Data Import
Vector
Vector datasets can be any format supported by GDAL "out of the box". Common formats include:
- GeoJSON
- GeoPackage
- Shapefile
- File Geodatabase
Importing a vector dataset into your project will:
- Reproject the dataset to the WGS84 spherical coordinate system, aka EPSG:4326.
- Transform the dataset into one or more formats including the flatgeobuf cloud-optimized format and GeoJSON
- Strip out any unnecessary feature properties (to reduce file size)
- Optionally, expand multi-part geometries into single part
- Calculates overall statistics including total area, and area by group property
- Output the result to the
data/dist
directory, ready for testing - Add datasource to
project/datasource.json
If your dataset contains one or more properties that classify the vector features into one or more categories, and you want to report on those categories in your reports, then you can enter those properties now as a comma-separated list. For example a coral reef dataset containing a type
property that identifies the type of coral present in each polygon. In the case of our EEZ dataset, there are no properties like this so press Enter to continue without.
By default, all extraneous properties will be removed from your vector dataset on import in order to make it as small as possible. Any additional properties that you want to keep in should be specified in this next question. If there are none, just press Enter.
Mulitpolygons can be split into polygons for analysis, which can help report performance.
Typically you only need to published Flatgeobuf data, which is cloud-optimized so that geoprocessing functions can fetch features for just the window of data they need (such as the bounding box of a sketch). Flatgeobuf is automatically created. GeoJSON is also available if you want to be able to import data directly in your geoprocessing function typescript files, or inspect the data using a human readable format. Just press enter if you are happy with the default.
If you want to use your data in analytics, respond Yes
to allow precalculation.
Raster
Importing a raster dataset into your project will:
- Reproject the data to an equal area projection called WGS 84 / NSIDC EASE-Grid 2.0 Global, aka EPSG:6933.
- Extract a single band of data
- Transform the raster into a cloud-optimized GeoTIFF
- Calculates overall statistics including total count and if categorical raster, a count per category
- Output the result to the
data/dist
directory, ready for testing - Add datasource to
project/datasource.json
Raster datasets can be any format supported by GDAL "out of the box". Common formats include:
- GeoTIFF
Quantitative
- measures one thing. This could be a binary 0 or 1 value thatidentifies the presence or absence of something, or a value that varies over the geographic surface such as temperature.
Categorical
- measures presence/absence of multiple groups. The value of each cell in the band is a numeric group identifier, and thus each cell can represent one and only one group at a time.

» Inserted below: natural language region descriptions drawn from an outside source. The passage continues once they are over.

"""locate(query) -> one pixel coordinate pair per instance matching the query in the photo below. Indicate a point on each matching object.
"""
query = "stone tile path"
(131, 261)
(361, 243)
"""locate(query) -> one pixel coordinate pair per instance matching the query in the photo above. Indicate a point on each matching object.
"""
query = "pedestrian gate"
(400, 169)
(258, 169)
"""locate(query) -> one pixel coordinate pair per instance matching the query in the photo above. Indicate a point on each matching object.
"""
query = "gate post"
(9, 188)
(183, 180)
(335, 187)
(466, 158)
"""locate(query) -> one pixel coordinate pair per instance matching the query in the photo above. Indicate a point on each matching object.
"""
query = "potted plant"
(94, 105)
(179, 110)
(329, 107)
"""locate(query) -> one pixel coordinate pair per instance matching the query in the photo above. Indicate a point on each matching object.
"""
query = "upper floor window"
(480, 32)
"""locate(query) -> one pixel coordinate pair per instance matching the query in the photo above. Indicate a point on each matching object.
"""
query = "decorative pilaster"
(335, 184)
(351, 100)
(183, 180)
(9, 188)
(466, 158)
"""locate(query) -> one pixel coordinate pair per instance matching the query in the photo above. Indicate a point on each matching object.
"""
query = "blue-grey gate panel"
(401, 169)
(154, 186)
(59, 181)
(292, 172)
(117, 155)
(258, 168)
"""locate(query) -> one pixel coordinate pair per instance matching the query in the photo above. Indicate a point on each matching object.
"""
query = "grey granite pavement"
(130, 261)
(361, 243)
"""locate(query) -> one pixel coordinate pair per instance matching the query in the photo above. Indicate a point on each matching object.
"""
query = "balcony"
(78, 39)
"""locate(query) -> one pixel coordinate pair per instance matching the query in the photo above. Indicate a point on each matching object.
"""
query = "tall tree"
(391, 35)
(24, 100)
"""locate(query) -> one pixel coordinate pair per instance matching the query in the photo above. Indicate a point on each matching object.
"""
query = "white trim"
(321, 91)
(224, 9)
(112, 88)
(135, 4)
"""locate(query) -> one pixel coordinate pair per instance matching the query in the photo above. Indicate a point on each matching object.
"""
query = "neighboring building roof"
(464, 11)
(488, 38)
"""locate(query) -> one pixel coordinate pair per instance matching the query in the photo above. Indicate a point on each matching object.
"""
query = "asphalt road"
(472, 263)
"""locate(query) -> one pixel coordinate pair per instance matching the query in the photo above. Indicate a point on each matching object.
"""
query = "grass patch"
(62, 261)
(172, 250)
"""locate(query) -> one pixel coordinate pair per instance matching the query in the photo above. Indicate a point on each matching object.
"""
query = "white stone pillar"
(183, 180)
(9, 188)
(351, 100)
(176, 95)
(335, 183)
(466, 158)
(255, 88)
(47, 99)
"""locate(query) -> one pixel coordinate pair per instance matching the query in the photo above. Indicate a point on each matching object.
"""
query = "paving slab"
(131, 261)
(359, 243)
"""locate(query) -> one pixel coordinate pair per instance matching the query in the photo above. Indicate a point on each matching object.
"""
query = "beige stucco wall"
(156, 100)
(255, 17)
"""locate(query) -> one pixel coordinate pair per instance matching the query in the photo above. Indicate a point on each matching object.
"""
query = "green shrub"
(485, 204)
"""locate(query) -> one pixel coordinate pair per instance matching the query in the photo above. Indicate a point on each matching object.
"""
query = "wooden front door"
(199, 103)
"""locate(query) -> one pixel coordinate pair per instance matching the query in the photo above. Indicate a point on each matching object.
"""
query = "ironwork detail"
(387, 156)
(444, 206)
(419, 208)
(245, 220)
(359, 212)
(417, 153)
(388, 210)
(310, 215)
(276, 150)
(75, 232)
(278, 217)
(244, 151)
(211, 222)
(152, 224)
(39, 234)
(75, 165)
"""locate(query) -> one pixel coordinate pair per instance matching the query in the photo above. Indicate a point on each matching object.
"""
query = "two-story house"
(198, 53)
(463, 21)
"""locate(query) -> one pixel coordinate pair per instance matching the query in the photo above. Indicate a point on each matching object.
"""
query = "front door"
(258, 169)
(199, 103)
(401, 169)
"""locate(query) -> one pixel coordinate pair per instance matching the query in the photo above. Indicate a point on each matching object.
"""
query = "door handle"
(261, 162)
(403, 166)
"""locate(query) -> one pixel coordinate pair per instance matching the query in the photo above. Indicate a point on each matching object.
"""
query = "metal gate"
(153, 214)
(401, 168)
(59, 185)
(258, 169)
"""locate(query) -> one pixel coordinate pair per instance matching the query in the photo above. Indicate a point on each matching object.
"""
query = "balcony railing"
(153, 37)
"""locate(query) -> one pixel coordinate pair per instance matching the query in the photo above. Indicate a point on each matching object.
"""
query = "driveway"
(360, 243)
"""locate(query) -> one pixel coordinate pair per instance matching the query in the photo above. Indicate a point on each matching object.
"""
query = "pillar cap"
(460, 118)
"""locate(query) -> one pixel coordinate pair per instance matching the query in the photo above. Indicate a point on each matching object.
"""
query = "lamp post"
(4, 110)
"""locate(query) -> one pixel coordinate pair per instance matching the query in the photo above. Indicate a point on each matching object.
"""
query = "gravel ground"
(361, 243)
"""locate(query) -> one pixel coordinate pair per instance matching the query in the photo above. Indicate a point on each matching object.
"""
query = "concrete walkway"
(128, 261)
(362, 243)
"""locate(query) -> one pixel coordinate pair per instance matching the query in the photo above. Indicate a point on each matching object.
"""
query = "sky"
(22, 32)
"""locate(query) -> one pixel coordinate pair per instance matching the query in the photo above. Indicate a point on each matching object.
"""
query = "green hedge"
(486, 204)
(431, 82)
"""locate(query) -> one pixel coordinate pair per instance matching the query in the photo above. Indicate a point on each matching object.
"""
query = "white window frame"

Subdividing Large Datasets
If you have very large polygons in your dataset (think country or global data), it will limit the efficiencies of the flatgeobuf format for fetching subsets of data using a bounding box.
Subdividing is a solution for breaking up your data into smaller pieces along clearcut lines without overlap.
Once you've imported and published your subdivided dataset, the flatgeobuf client will automatically the subset of polygon pieces that overlap with your requested bounding box. Clip operations such as intersection and difference should work properly because the pieces are aligned to each other without overlap.
How to subdivide data:
- QGIS Subdivide
- Spatialite Subdivide can be used with the ogr2ogr command.